I was working in the bar I'm now at, and had a very "normal" seeming customer who asked me out, I had a boyfriend and told him so, and he seemed fine with that...at the time.
He continued to frequent the bar, would make polite conversation, and I didn't think anything of it.
Then the trouble started. Somehow he found out where I lived...he may have followed me home as I was still driving at this time. I started to find flowers and cards at my door in the morning, love letters in my mailbox with no stamps on them, and sometime just envelopes with money in them...all with no name.
This would happen about every other day.
This really scared me, as I had no idea who it was, and he obviously knew the "safe" times to leave these things.
He also could've very easily been watching me when I was home!
Finally after about 2 months of this, he wrote his name and number down for a customer, I saw it, and recognized the writing...I freaked!
I told I knew what he'd been doing, and to stop. He apologized, and left the bar.
3 days later, when I got home from work at 3 a.m. my front door (I lived in a small house then) was wide open, and so was a window in front.
I went to the corner market and called the police. (no way was I going inside!)
When we entered the house, all my clothes had been piled on my waterbed (this was the early '80's) and the bed had been slashed ruining my clothes, my sons babybook was gone, many photos had been taken from albums...but not all (this was scary because he obviously took his sweet time), my underwear drawer was ransacked and items (sexy) were gone, and he had poured Comet/Ajax cleanser into my large aquarium, killing my fish!
Nothing of monetary value was missing, which made me believe it was him.
The police dusted the place, and found prints but had no record of them.
After this happened, I never got another note or anything else from him, and he never returned to the bar...
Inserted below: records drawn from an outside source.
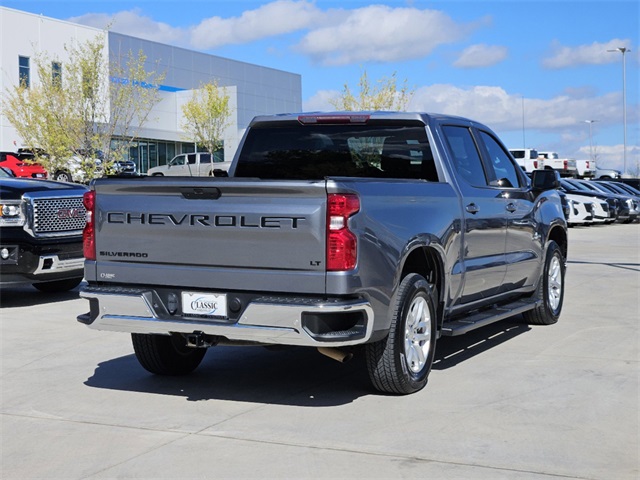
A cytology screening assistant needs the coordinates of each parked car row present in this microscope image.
[0,148,137,183]
[559,179,640,226]
[0,167,87,292]
[0,152,47,178]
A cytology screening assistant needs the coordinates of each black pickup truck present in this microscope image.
[0,169,87,292]
[78,112,567,394]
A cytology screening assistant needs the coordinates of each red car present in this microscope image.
[0,152,47,178]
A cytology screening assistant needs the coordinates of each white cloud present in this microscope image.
[296,5,474,65]
[409,85,620,131]
[453,44,508,68]
[69,8,186,45]
[191,0,322,49]
[69,0,488,65]
[409,85,640,169]
[542,38,631,69]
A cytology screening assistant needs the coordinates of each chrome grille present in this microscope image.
[31,197,87,236]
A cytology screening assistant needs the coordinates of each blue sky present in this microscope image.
[5,0,640,170]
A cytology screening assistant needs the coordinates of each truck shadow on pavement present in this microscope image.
[85,317,530,407]
[0,285,80,308]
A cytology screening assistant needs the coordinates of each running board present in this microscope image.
[440,301,536,337]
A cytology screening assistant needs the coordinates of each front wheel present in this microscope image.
[523,240,566,325]
[365,273,437,395]
[131,333,207,375]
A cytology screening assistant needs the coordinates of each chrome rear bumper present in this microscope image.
[78,286,373,347]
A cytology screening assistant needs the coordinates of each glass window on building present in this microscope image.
[18,56,31,88]
[51,62,62,87]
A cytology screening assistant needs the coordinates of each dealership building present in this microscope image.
[0,7,302,173]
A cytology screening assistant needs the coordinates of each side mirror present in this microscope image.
[531,169,560,192]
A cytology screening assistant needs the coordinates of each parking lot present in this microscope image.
[0,223,640,480]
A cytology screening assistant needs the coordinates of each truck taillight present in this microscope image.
[82,191,96,260]
[327,193,360,272]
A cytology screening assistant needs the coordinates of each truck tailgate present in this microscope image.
[85,177,326,294]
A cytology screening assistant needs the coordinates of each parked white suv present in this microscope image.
[509,148,542,173]
[147,152,231,177]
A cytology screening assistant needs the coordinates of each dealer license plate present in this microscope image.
[182,292,227,318]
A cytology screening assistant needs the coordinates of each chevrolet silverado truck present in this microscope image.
[78,112,567,394]
[0,171,87,292]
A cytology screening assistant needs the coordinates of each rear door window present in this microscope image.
[442,125,488,187]
[235,123,438,181]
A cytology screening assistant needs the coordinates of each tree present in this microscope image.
[330,70,413,111]
[2,32,164,179]
[329,70,413,168]
[182,81,231,153]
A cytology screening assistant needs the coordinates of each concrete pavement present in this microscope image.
[0,224,640,480]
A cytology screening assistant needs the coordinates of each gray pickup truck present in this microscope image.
[78,112,567,394]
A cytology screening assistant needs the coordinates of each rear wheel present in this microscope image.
[131,333,207,375]
[523,240,566,325]
[365,273,437,394]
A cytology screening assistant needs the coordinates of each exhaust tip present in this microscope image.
[318,347,353,363]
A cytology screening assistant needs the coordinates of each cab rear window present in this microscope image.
[235,125,438,181]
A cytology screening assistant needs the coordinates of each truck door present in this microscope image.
[443,125,507,303]
[478,131,543,292]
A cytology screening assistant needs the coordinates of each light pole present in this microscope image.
[607,47,631,173]
[584,120,597,162]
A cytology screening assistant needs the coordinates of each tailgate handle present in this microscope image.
[180,187,222,200]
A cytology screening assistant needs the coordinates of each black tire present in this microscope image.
[365,273,437,395]
[131,333,207,375]
[53,170,73,182]
[523,240,566,325]
[33,277,82,293]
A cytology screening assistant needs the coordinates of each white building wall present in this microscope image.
[0,7,108,151]
[0,7,302,165]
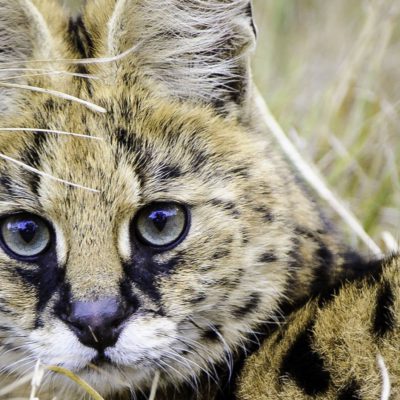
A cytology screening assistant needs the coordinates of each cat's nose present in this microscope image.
[62,298,133,351]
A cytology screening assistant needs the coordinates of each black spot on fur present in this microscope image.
[229,166,249,179]
[253,206,275,222]
[156,164,182,180]
[210,199,240,218]
[232,293,261,318]
[201,325,221,342]
[372,281,396,337]
[189,293,207,304]
[0,173,13,194]
[21,132,48,168]
[258,251,278,263]
[338,380,361,400]
[310,242,333,294]
[280,325,331,396]
[212,249,231,260]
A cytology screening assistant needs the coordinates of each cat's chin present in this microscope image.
[41,359,155,398]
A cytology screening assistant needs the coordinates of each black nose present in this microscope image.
[62,298,132,351]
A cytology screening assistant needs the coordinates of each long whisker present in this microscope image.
[0,68,100,80]
[1,41,143,66]
[0,153,100,193]
[0,82,107,113]
[0,128,104,141]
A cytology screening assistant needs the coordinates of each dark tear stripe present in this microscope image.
[337,380,362,400]
[279,322,331,396]
[123,253,182,304]
[372,281,396,337]
[15,243,65,324]
[68,16,94,83]
[232,293,261,318]
[120,276,141,312]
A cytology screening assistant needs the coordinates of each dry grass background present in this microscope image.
[60,0,400,250]
[2,0,400,400]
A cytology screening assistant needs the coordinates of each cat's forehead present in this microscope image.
[0,91,252,216]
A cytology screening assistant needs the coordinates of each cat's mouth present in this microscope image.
[89,352,117,368]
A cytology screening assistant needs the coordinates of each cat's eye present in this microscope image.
[0,214,51,259]
[133,202,189,248]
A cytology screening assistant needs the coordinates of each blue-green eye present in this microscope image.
[134,202,189,247]
[1,214,51,258]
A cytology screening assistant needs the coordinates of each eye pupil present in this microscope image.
[0,213,51,261]
[149,211,169,232]
[10,221,38,244]
[132,202,189,249]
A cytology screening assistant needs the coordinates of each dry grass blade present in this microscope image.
[256,88,383,257]
[149,371,160,400]
[46,365,104,400]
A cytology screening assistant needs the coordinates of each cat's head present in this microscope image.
[0,0,338,394]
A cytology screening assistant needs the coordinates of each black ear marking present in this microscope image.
[280,323,331,396]
[338,380,361,400]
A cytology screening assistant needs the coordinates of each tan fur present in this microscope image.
[0,0,390,399]
[238,257,400,400]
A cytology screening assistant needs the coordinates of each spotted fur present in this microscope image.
[0,0,390,399]
[237,257,400,400]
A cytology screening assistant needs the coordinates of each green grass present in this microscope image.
[253,0,400,250]
[61,0,400,250]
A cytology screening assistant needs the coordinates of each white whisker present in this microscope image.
[0,82,107,113]
[149,371,160,400]
[0,153,100,193]
[1,42,142,66]
[0,68,100,80]
[0,128,104,140]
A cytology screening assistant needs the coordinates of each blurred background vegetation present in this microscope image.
[61,0,400,252]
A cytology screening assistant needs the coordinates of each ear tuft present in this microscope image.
[104,0,255,115]
[0,0,57,114]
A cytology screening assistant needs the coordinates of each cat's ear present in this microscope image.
[0,0,60,115]
[92,0,256,115]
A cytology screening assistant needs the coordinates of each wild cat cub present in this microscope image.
[0,0,384,399]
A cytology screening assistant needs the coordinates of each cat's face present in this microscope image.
[0,85,290,392]
[0,0,332,395]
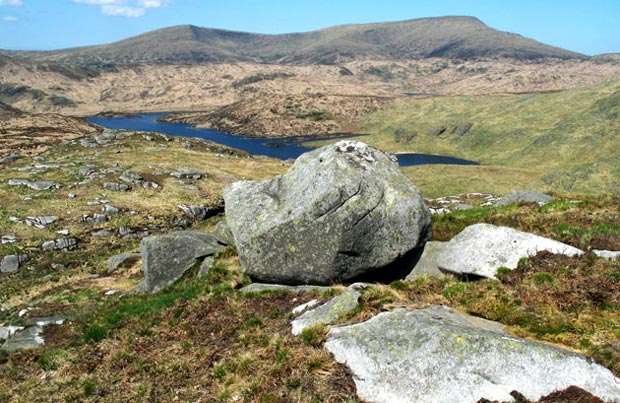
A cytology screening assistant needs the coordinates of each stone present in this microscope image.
[224,140,431,285]
[239,283,330,294]
[213,220,235,245]
[26,181,61,190]
[26,216,58,229]
[437,224,583,278]
[103,182,131,192]
[495,190,553,207]
[41,238,77,252]
[179,204,222,221]
[140,231,223,293]
[592,249,620,260]
[101,204,120,215]
[0,254,29,273]
[292,288,361,336]
[405,241,446,281]
[325,306,620,403]
[198,256,215,277]
[108,253,142,273]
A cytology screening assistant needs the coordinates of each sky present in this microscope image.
[0,0,620,55]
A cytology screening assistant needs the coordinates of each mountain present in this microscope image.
[5,17,585,66]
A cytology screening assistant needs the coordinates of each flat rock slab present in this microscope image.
[495,190,553,206]
[139,231,224,293]
[405,241,446,281]
[437,224,583,278]
[325,306,620,403]
[239,283,331,293]
[292,288,361,336]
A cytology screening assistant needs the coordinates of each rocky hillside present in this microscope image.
[3,17,585,67]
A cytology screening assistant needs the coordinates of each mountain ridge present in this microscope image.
[4,16,586,66]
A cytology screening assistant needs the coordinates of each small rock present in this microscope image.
[0,254,29,273]
[103,182,131,192]
[108,253,142,273]
[292,288,361,336]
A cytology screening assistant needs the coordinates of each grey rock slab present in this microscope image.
[0,254,29,273]
[437,224,583,278]
[140,231,223,293]
[224,140,430,285]
[26,181,61,190]
[405,241,446,280]
[108,253,142,273]
[239,283,331,294]
[292,288,361,336]
[325,307,620,403]
[213,220,235,245]
[495,190,553,206]
[592,249,620,260]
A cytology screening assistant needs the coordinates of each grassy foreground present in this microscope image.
[0,135,620,402]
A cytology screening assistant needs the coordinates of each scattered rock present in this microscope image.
[495,190,553,207]
[239,283,330,294]
[437,224,583,278]
[140,231,223,293]
[26,215,58,229]
[41,238,77,252]
[103,182,131,192]
[179,204,223,221]
[292,288,361,336]
[108,253,142,273]
[325,306,620,403]
[406,241,446,280]
[224,140,430,284]
[213,220,235,245]
[0,254,29,273]
[592,249,620,260]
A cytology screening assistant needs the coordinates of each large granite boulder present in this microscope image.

I never encouraged this guy and this is what happened to me...don't even talk to this man Alicia, I got off lucky.
Be smart and be safe.
post #22 of 35
This is why I stressed the importance of being assertive in my reply. Alicia , you come off as being a shy sort of person, and if you are not strong and assertive with a man like this, he will try and push you if he can. I don't worry about hurting people's feelings anymore. Remember, you don't owe this guy anything, no explanation for why you don't want to go out with him. Heck, you don't even owe him your time. Just be stern and tell him, no you aren't interested. If he pushes the issue, tell him you don't owe him an explanation, you are just not interested. And then tell him, LOUDLY, that he is SEXUALLY HARASSING you, making you feel uncomfortable, and if he continues to do so, you will call the authorities. If possible, say this with phone in hand. And always look the man square in the eyes.
post #23 of 35

Holy cow Cleo, that was some story!

Alicia, I really hope you're taking heed to these suggestions and stand firm to this guy. The women here have told you some very real scary stories. You don't owe him the time of day...so, don't even feel like you have to talk to him. He's nothing but a stranger, who's harrassing you. Tell him to get lost Alicia or tell him you'll call the police...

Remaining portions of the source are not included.